1

I'm fairly proficient in SSIS, but by no means an expert. I have been tasked with importing a fairly complicated fixed width flat file with header and trailer rows. Now, without the header and trailer rows I feel confident I could do this fairly easily. However, I am stumped on how to do this with the extra rows. This is a simplified version for this example. First row is header row, last row trailer row between is any amount of data.

0 201308190102
1 123412341234   MR            JOE              BLOGGS                19810529
1 123412341235   MS            SUE              BLOGGS                19810516
9 201308190102

Columns are in header row : action type 0 = header, today's date YYYYMMDD, sequence number 01, expected row count 02

data row : action type 1,2,3 dependant on create, update, delete, card number 123412341234, title, firstname, lastname, date of birth trailer row : action type 9 = footer, today's date, sequence number, actual row count.

I'll need to do validation checks on the date, sequence number and row count of the files.

Now, I'm not sure how to set this up in the flat file connection manager as the header/trailer detail is in the same position as the card numbers.
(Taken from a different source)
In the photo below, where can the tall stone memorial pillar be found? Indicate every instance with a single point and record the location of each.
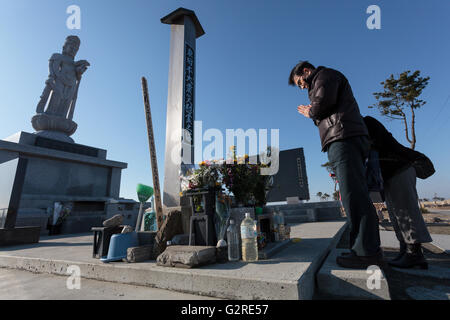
(179, 154)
So my thinking is split the header and trailer rows out by row number and end of file or something? Would I need to split them both out in a script task? Would I need to setup the flat file connection line by line and split out the columns by script task?

halfer
  • 19,824
  • 17
  • 99
  • 186
jhowe
  • 10,198
  • 19
  • 48
  • 66
  • Headers can be skipped. Footers, unfortunately throw a spanner into the works. How many rows would you guesstimate the file to average? – billinkc Aug 19 '13 at 22:30
  • And the expected row count in header and footer, that is exclusive of the header and footer? Mainframe folks I dealt with always used *inclusive* – billinkc Aug 19 '13 at 22:31
  • hi billin, the system i'm creating would need to deal with creating new records, updating records, marking records as inactive anything up to and over 100000 records in one file... – jhowe Aug 20 '13 at 10:14

2 Answers2

2

If you can confidently determine the header and footer rows from the data, I suggest using a conditional split. For example, in a past project the first two characters of the header and footer rows were "HR" and "TR" respectively.

With that convention I was able separate the rows I actually needed to process. In a separate path I did some validation based on header row data. Finally, I merged the two paths as I used the date in the header for a processing date column in destination table.

enter image description here

halfer
  • 19,824
  • 17
  • 99
  • 186
Mike Henderson
  • 1,305
  • 15
  • 27
  • 1
    hi thanks for your help, so how do i setup the flat file connection manager? if i split it out by columns it seems to be out of alignment in the preview... – jhowe Aug 20 '13 at 15:02
  • What I had in mind was not splitting up columns, but sending each row down a different path depending on the data. So the header-footer data goes in one bucket, row data in another. It's a bit more complicated than I am letting on. But once the data is split apart, then one can do validations and transformations, and then load based on validation results. – Mike Henderson Aug 21 '13 at 00:16
  • ok so again how do i setup the flat file connection manager? do i need to parse everything as one column and split out with a script component? As i don't see how it will work defining columns in manager as everything is out of alignment after header row... – jhowe Aug 21 '13 at 08:15
  • I set up a normal flat file connection with one column set to the width of the row. Then I use the `Derived Column` transformation to slice up individual columns using a `SUBSTRING` function in the expression. – Mike Henderson Aug 21 '13 at 12:16
0

If you have some experience coding in c# I would recommend a scrip task. I ran into the same problem while parsing some license files and it seemed to be the only way to parse more complex files correctly.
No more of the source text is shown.